As well as words, Martin is cautious of frameworks or models that oversimplify effectiveness, unless truly necessary. “They’re a container for thinking, not a substitute for it,” he says. “When it comes to creating and evaluating strategic effect, it helps to remember that we’re in the haute couture, not pret-a-porter business. Our specific creative solutions are designed for the specific context, specific challenges and specific opportunities that a specific brand and specific business with all its specific history, specific associations, specific business model, specific culture, specific strengths, weaknesses, and so on…

 “So any effectiveness model or framework must, by its very nature, be designed with that client in mind.”. As for inspiring creatives, Martin believes that’s best done through conversation. Not slides with frameworks and diagrams on them. 

 Before starting at AMV in 2023, Martin had worked at agencies as varied as Leo Burnett London, J. Walter Thompson São Paulo and Wieden+Kennedy Amsterdam. And has witnessed the different ways these shops have built in processes to consider and evaluate effectiveness. 

 “Any agency worth its salt understands that creative solutions derive their value in direct proportion to the extent that they solve a client's business problem,” he says. “And it understands too, that effectiveness is first and foremost an input into the development of creative solutions, not only ever a process of evaluating them.”

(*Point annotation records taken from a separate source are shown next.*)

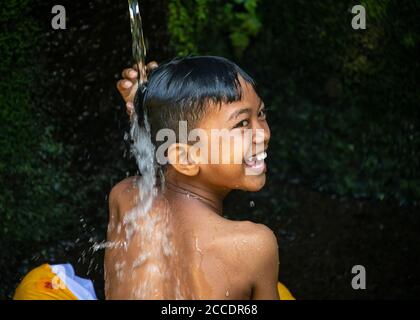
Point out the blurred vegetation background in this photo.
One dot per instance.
(344, 173)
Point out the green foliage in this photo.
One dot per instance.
(344, 103)
(33, 180)
(212, 26)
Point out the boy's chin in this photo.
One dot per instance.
(255, 183)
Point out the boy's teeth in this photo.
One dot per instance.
(259, 157)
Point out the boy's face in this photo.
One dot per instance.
(238, 136)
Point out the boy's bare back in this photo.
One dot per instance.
(216, 258)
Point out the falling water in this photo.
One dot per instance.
(142, 250)
(138, 45)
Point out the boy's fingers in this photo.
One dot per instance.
(124, 85)
(129, 73)
(151, 65)
(129, 108)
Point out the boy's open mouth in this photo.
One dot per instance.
(256, 162)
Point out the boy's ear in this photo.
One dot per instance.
(180, 158)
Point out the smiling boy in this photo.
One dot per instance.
(218, 258)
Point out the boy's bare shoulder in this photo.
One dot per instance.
(122, 193)
(123, 186)
(252, 239)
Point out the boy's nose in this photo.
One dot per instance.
(261, 135)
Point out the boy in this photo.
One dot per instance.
(217, 258)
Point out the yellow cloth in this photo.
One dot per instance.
(284, 293)
(42, 284)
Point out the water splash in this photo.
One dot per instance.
(138, 45)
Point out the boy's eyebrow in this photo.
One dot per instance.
(244, 110)
(239, 112)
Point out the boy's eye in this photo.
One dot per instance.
(243, 123)
(262, 113)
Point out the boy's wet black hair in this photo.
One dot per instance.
(182, 89)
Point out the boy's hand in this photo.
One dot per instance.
(127, 86)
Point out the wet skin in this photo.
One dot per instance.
(214, 258)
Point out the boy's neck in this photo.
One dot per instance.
(180, 186)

 But those inputs must inspire creativity to flourish. “Getting fired up isn’t an edge case. It can’t be an edge case,” says Martin. “Our task is change and transformation. Getting excited and fired up about that is the job. Everyone’s job. For the simple reason that marketing communications is at heart about the transfer of enthusiasm.” 

 

He rattles off some AMV examples: 

“With Macmillan we’re fired up about fighting the injustices cancer inflicts on its sufferers.

“With Guinness 0.0 we’re fired up about dismantling the idea that alcohol moderation can only ever involve compromise.

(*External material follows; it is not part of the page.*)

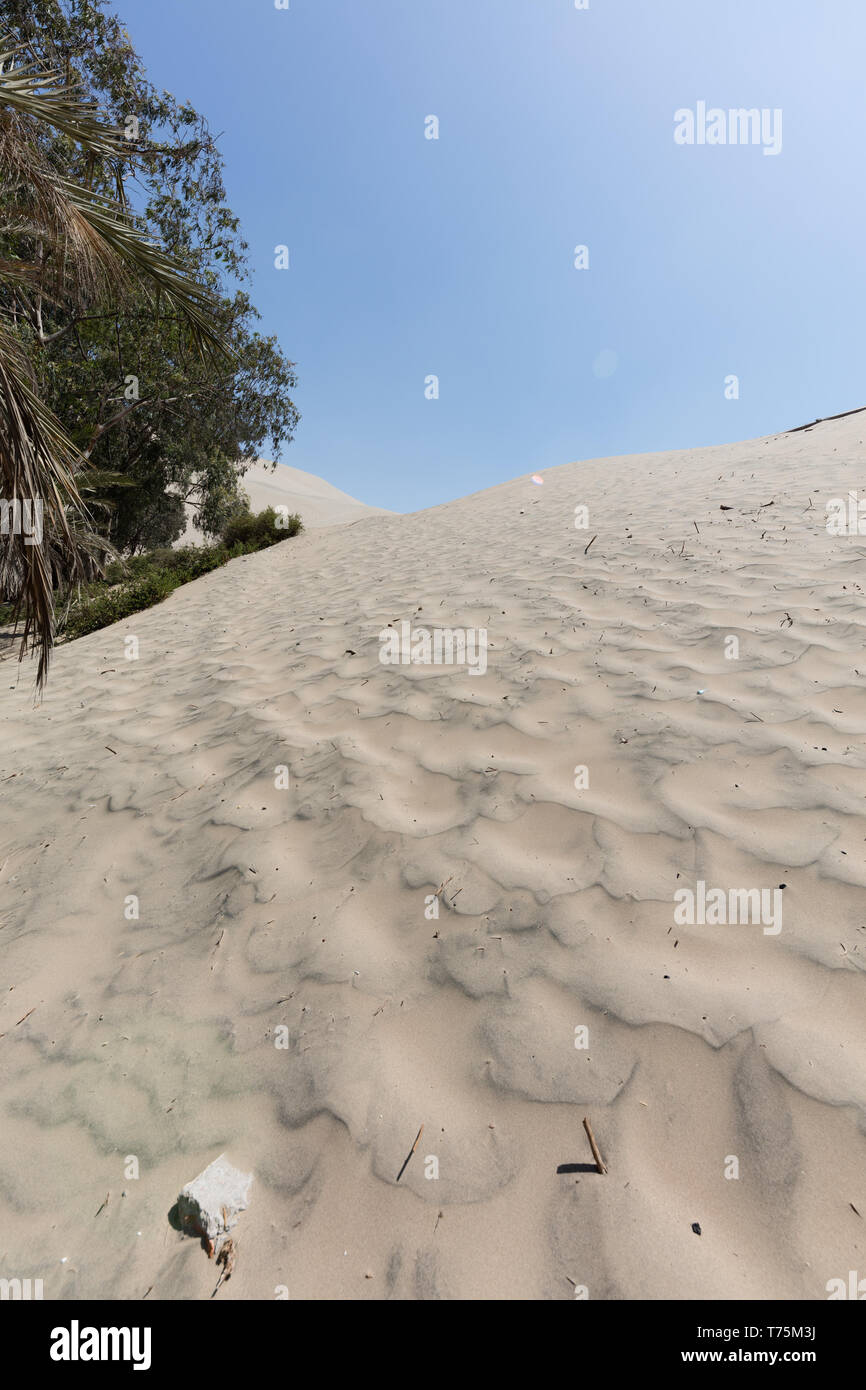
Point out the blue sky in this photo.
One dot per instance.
(455, 257)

“With Curry’s we’re fired up about offering a better option than unassisted (and therefore uninformed) selling.

“With [can’t say it’s pitch] we’re fired up about [can’t say but it’s exciting].

 

“The fact is that at its best ours is a hopeful, optimistic, future-facing industry. And it’s beholden on all of us to create the conditions where ambition and possibility can thrive.”

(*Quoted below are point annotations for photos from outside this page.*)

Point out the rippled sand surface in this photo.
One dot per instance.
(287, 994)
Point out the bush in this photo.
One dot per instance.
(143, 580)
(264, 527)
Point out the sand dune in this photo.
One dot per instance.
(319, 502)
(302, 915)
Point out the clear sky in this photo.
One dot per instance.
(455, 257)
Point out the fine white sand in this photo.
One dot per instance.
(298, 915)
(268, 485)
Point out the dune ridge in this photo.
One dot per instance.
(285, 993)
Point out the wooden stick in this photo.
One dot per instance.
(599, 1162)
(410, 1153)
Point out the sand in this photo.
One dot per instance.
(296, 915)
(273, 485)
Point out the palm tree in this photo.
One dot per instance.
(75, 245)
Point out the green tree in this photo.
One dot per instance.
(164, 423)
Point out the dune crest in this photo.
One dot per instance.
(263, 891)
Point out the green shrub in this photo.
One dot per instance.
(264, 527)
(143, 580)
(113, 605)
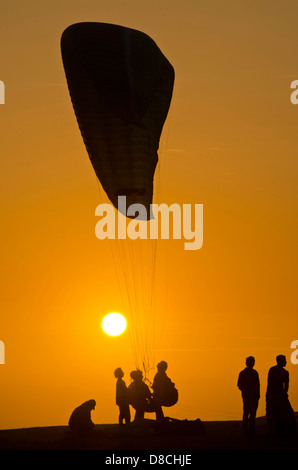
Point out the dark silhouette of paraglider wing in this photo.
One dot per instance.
(121, 86)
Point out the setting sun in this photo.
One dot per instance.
(113, 324)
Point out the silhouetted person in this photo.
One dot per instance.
(249, 384)
(139, 394)
(122, 397)
(80, 421)
(280, 415)
(162, 386)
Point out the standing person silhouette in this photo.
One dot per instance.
(249, 384)
(280, 415)
(139, 394)
(122, 397)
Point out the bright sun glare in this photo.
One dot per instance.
(113, 324)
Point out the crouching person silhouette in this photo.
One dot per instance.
(164, 391)
(80, 422)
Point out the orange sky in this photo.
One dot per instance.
(230, 143)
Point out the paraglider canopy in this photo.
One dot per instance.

 If creatives don’t get involved in what will bring about these changes for clients, then Martin doesn’t blame them for their lack of excitement. “It’s probably because we make it boring, rather than useful and inspiring.”

 As CSO, there’s a responsibility to build an ‘effectiveness culture’, possibly without using the ‘e’ word. “I could point to all the very many effectiveness awards we’ve won over the very many years. But I think that would obscure the more important truth that we don’t live for effectiveness awards, but to create change, advantage, and value for our clients’ businesses,” says Martin.

 “That responsibility lies at the heart of the agency’s culture. And it’s only made possible by the intimate, co-dependent relationship that exists between the strategic and creative functions. As CSO, my contribution is to help protect, stimulate, and nurture that culture. By championing bold thinking, champing bold ideas, and championing bold thinkers.”